EFFICIENT CLUSTERING ALGORITHM USING BIRCH CLUSTERS
##plugins.themes.bootstrap3.article.main##
Abstract
The search for useful patterns in large data sets has recently attracted considerable interest, and one of the most common problems in this area is the identification of clusters or densely populated regions in a multidimensional data set. Premature work does not adequately address the problem of large data sets and minimize 1/0 costs.
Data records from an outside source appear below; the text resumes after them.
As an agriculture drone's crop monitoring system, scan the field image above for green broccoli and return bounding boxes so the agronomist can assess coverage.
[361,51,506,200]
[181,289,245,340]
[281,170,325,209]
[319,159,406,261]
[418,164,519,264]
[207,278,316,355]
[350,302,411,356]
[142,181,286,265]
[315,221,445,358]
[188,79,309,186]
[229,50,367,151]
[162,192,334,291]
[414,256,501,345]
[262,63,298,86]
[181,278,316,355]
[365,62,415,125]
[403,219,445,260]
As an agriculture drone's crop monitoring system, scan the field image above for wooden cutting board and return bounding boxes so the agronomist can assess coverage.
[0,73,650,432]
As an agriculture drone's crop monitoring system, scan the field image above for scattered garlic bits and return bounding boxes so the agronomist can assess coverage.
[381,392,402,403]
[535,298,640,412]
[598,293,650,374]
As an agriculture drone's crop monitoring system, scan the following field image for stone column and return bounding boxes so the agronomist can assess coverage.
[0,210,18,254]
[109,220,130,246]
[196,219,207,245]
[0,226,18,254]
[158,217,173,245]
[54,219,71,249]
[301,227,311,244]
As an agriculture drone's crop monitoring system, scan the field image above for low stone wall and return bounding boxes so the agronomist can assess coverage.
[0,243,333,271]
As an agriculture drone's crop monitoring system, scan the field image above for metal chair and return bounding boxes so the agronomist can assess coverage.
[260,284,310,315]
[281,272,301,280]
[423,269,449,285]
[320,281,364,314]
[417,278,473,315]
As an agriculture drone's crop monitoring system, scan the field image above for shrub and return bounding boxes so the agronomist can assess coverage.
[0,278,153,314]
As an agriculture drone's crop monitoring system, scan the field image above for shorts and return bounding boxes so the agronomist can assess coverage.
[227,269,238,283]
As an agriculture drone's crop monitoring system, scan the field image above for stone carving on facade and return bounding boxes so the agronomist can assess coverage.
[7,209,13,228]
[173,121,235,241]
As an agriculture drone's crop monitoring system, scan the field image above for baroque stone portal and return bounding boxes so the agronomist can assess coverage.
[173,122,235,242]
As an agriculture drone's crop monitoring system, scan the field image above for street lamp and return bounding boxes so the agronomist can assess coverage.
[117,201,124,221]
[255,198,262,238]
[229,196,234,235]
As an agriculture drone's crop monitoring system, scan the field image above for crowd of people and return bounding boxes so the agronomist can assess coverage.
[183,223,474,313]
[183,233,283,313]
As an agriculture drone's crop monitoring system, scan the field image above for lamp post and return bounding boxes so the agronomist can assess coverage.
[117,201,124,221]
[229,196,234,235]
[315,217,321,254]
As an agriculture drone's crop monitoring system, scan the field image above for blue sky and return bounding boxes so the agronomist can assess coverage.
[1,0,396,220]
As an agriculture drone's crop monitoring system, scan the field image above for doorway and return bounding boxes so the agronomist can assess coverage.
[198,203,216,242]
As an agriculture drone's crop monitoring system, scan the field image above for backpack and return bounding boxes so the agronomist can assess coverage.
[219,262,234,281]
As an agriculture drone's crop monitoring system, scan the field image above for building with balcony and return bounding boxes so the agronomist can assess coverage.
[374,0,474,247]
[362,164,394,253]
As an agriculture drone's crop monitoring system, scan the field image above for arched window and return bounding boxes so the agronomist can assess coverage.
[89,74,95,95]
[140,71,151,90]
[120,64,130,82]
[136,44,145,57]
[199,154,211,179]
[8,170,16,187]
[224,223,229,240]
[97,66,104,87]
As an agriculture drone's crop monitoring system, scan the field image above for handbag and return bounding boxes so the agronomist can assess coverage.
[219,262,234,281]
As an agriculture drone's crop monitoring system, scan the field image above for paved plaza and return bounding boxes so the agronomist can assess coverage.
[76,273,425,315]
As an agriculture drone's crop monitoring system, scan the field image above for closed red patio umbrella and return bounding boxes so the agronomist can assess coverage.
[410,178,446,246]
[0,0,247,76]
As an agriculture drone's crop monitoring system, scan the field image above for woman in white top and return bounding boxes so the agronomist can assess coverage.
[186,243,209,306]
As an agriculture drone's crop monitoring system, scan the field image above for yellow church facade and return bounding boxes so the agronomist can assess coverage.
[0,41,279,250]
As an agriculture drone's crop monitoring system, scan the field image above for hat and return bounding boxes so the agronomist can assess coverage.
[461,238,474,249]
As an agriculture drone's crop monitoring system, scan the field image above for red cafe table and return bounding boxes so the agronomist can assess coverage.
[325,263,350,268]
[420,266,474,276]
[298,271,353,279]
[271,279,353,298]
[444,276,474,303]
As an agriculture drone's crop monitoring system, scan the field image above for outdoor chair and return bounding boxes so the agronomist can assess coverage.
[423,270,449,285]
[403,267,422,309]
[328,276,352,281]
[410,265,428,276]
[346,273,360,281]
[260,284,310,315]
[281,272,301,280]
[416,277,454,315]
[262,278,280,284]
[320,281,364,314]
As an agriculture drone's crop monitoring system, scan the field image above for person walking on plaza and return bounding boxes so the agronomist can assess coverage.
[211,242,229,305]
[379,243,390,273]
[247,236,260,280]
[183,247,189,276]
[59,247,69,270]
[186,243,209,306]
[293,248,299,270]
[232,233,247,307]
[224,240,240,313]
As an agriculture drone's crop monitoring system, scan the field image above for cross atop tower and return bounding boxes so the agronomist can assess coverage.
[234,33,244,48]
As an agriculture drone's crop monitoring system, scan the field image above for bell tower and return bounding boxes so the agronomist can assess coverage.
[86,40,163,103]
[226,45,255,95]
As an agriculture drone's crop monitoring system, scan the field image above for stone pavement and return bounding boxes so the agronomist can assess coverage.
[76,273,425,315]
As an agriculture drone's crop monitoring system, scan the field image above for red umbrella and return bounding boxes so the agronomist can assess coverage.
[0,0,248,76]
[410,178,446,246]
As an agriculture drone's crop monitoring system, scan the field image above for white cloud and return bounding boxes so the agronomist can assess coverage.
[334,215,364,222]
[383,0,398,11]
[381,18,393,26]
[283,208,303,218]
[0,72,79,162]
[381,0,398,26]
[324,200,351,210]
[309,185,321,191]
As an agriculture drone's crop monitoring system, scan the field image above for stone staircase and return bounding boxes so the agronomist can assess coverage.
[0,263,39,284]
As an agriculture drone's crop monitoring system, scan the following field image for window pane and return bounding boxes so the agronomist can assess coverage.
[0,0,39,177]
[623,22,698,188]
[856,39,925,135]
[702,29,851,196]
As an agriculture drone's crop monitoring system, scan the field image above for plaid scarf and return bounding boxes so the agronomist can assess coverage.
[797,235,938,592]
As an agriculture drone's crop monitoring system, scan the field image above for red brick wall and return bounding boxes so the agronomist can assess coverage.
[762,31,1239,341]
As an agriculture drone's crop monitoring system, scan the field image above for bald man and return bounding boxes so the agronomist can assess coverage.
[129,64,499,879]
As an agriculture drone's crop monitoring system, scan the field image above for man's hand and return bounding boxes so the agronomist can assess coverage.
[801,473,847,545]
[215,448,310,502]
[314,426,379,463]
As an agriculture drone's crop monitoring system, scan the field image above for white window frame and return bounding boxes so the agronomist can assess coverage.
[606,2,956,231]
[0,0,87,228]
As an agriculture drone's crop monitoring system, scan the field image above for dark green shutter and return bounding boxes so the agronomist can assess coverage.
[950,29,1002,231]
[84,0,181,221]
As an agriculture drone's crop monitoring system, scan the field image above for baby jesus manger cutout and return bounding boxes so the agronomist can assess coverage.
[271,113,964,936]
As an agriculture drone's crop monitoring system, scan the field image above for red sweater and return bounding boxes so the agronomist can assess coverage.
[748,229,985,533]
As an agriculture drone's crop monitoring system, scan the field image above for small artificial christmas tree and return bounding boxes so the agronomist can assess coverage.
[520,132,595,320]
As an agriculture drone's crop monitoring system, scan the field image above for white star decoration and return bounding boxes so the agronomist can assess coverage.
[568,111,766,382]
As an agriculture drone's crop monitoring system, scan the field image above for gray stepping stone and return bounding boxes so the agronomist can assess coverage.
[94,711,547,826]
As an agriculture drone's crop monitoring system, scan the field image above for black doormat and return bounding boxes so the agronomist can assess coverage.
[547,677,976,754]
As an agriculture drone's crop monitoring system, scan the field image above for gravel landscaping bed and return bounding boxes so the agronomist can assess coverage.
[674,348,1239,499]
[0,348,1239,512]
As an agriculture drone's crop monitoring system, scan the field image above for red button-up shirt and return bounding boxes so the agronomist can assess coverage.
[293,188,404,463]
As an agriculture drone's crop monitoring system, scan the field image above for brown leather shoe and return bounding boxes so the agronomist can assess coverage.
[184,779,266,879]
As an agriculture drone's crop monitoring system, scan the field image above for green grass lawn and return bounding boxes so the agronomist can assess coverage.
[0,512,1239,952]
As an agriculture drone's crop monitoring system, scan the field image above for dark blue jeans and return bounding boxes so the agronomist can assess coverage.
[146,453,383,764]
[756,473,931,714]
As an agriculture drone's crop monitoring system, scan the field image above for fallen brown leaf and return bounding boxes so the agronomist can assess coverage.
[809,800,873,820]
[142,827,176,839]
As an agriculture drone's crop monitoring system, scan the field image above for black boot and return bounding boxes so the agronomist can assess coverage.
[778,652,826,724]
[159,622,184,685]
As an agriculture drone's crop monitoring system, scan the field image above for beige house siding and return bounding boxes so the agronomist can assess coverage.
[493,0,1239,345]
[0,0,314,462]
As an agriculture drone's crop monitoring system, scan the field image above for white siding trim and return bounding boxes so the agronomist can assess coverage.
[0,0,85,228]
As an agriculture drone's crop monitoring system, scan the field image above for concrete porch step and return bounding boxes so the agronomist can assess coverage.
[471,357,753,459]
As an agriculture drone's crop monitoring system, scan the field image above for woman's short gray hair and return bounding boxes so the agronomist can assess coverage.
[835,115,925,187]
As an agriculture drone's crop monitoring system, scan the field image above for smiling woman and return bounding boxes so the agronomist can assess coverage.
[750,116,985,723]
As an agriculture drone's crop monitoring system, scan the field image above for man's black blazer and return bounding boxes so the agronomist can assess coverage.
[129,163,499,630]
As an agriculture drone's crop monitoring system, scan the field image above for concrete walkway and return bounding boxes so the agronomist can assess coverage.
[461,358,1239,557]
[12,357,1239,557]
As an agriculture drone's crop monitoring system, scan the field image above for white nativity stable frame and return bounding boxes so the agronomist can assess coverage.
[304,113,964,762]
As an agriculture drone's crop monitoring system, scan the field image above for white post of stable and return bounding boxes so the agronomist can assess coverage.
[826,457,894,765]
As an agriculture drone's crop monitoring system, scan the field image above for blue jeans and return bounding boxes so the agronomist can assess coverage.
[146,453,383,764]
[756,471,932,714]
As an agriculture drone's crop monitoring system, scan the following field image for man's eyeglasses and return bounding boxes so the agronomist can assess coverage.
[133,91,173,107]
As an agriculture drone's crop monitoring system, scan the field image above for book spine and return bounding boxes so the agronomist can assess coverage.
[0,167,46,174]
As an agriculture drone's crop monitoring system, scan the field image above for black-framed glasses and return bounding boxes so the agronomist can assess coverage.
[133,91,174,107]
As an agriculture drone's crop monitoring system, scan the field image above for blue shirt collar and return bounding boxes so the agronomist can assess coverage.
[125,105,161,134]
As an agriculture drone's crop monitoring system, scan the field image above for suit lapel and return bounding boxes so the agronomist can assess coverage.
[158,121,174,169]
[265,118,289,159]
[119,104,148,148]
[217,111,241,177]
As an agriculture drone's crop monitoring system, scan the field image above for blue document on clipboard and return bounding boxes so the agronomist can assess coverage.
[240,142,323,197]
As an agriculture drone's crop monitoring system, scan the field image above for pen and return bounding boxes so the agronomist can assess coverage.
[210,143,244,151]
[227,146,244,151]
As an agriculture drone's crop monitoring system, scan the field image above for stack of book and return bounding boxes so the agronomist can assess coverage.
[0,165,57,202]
Clustering is a widely used technique in data mining. At present, there are many clustering algorithms, but most existing clustering algorithms are either limited to handle the single attribute or can handle both types of data, but are not efficient when clustering large data sets. Only a few algorithms can do both well. Clustering is the process of grouping of data, where the grouping is established by finding similarities between data based on their characteristics. Such groups are termed as Clusters. A comparative study of clustering algorithms across two different data items is performed here. The performance of the various clustering algorithms is compared based on the time taken to form the estimated clusters. The experimental results of various clustering algorithms to form clusters are depicted as a graph. Thus it can be concluded as the time taken to form the clusters increases as the number of cluster increases. The BIRCH clustering algorithm takes very few seconds to cluster the data items whereas the simple KMeans takes the longest time to perform clustering. The experimental results suggest that the BIRCH algorithm is effective when compared to k-means algorithm.The results show that the BIRCH algorithm is efficient and produces better quality of clusters.